Los métodos existentes para evaluar esta calidad son destructivos, dañando irreversiblemente las células analizadas y haciéndolas inutilizables. Además, requieren períodos prolongados —de hasta 21 días— para el crecimiento celular, lo que retrasa la toma de decisiones y puede obstaculizar la rápida traducción clínica de las terapias basadas en MSCs.
Monitoreo no destructivo del flujo de hierro
El nuevo enfoque propuesto ofrece un método rápido y no destructivo para monitorear el flujo de hierro en las MSCs mediante el análisis de cambios en el medio residual tras el cultivo celular. Utilizando un dispositivo económico llamado micromagnético resonancia relaxometría (µMRR), este sistema permite realizar un seguimiento en tiempo real sin dañar las células. La integración del µMRR en laboratorios existentes facilita un monitoreo rutinario y efectivo sin barreras significativas de infraestructura o costo.
El estudio destaca que la homeostasis del hierro es crucial para mantener niveles normales necesarios para la función celular. Se encontró que existe una correlación significativa entre esta homeostasis y el potencial condrogénico de las MSCs: una acumulación excesiva de hierro reduce su capacidad para formar cartílago. Los investigadores también identificaron que suplementar el proceso con ácido ascórbico ayuda a regular este equilibrio, mejorando así el potencial condrogénico.
Implicaciones para futuras investigaciones
A través de este método innovador, se pueden recolectar muestras del medio residual tratado con ácido ascórbico y utilizar el dispositivo µMRR para proporcionar información sobre los cambios en concentraciones de hierro.
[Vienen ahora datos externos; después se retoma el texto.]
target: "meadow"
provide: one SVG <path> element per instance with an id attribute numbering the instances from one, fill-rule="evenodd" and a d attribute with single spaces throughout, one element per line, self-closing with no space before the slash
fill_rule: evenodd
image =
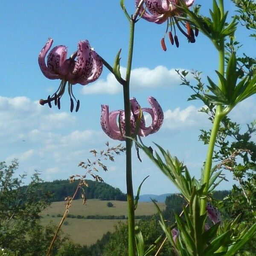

Estos indicadores permiten prever si un lote tiene probabilidades de éxito en la formación adecuada del cartílago.
Los hallazgos no solo facilitan a los fabricantes el monitoreo continuo de la calidad celular necesaria para reparaciones cartilaginosas, sino que también ayudan a determinar cuándo y cómo intervenciones como la suplementación con ácido ascórbico pueden ser beneficiosas.
"Uno de los desafíos clave en la regeneración del cartílago es predecir con fiabilidad si las MSCs mantendrán su potencial condrogénico durante su fabricación", señala Yanmeng Yang, investigador postdoctoral del CAMP. "Nuestro estudio introduce un método rápido y no destructivo que mejora significativamente el control de calidad".
Este avance representa un paso significativo hacia una fabricación más consistente y caracterización funcional de productos celulares basados en MSCs. Además, contribuye al campo científico dedicado al estudio biológico del hierro al ofrecer mediciones que antes no estaban disponibles. Con estos resultados, los investigadores planean realizar estudios preclínicos y clínicos futuros para validar aún más este enfoque como método eficaz para traducir terapias basadas en MSCs hacia aplicaciones clínicas.